Give me that kiss now, Bess. Ye gods! it’s good to put one’s arm round a woman’s waist again.’
Then came the fulfilment of the prophecy within the brain. If his arm were thus round Maisie’s waist and a kiss had just been given and taken between them, — why then... He pressed the girl more closely to himself because the pain whipped him. She was wondering how to explain a little accident to the Melancolia. At any rate, if this man really desired the solace of her company — and certainly he would relapse into his original slough if she withdrew it — he would not be more than just a little vexed.
It would be delightful at least to see what would happen, and by her teachings it was good for a man to stand in certain awe of his companion.
She laughed nervously, and slipped out of his reach.
‘I shouldn’t worrit about that picture if I was you,’ she began, in the hope of turning his attention.
‘It’s at the back of all my canvases somewhere.
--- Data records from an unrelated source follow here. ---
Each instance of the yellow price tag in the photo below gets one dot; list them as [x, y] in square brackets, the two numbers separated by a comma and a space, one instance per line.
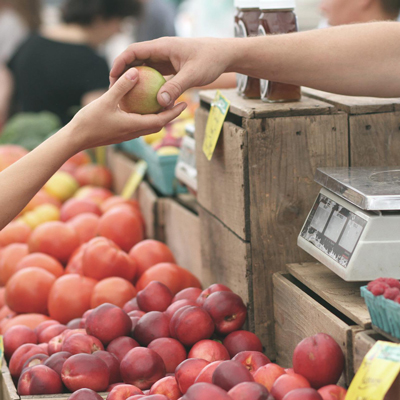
[216, 118]
[134, 180]
[377, 373]
[101, 155]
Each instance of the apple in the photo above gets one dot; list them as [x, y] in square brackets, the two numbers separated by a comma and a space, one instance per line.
[142, 99]
[209, 350]
[332, 392]
[249, 391]
[85, 371]
[39, 380]
[154, 297]
[239, 341]
[142, 367]
[170, 350]
[319, 359]
[108, 322]
[227, 311]
[230, 373]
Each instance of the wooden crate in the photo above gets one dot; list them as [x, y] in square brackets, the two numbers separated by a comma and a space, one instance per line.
[259, 187]
[312, 299]
[374, 127]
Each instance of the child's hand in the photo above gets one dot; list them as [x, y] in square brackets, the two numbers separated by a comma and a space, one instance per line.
[102, 122]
Find it, Bess; you know it as well as I do.’
‘I know — but — ’
‘But what? You’ve wit enough to manage the sale of it to a dealer.
Women haggle much better than men. It might be a matter of eight or nine hundred pounds to — to us. I simply didn’t like to think about it for a long time. It was mixed up with my life so. — But we’ll cover up our tracks and get rid of everything, eh? Make a fresh start from the beginning, Bess.’
Then she began to repent very much indeed, because she knew the value of money. Still, it was probable that the blind man was overestimating the value of his work. Gentlemen, she knew, were absurdly particular about their things. She giggled as a nervous housemaid giggles when she tries to explain the breakage of a pipe.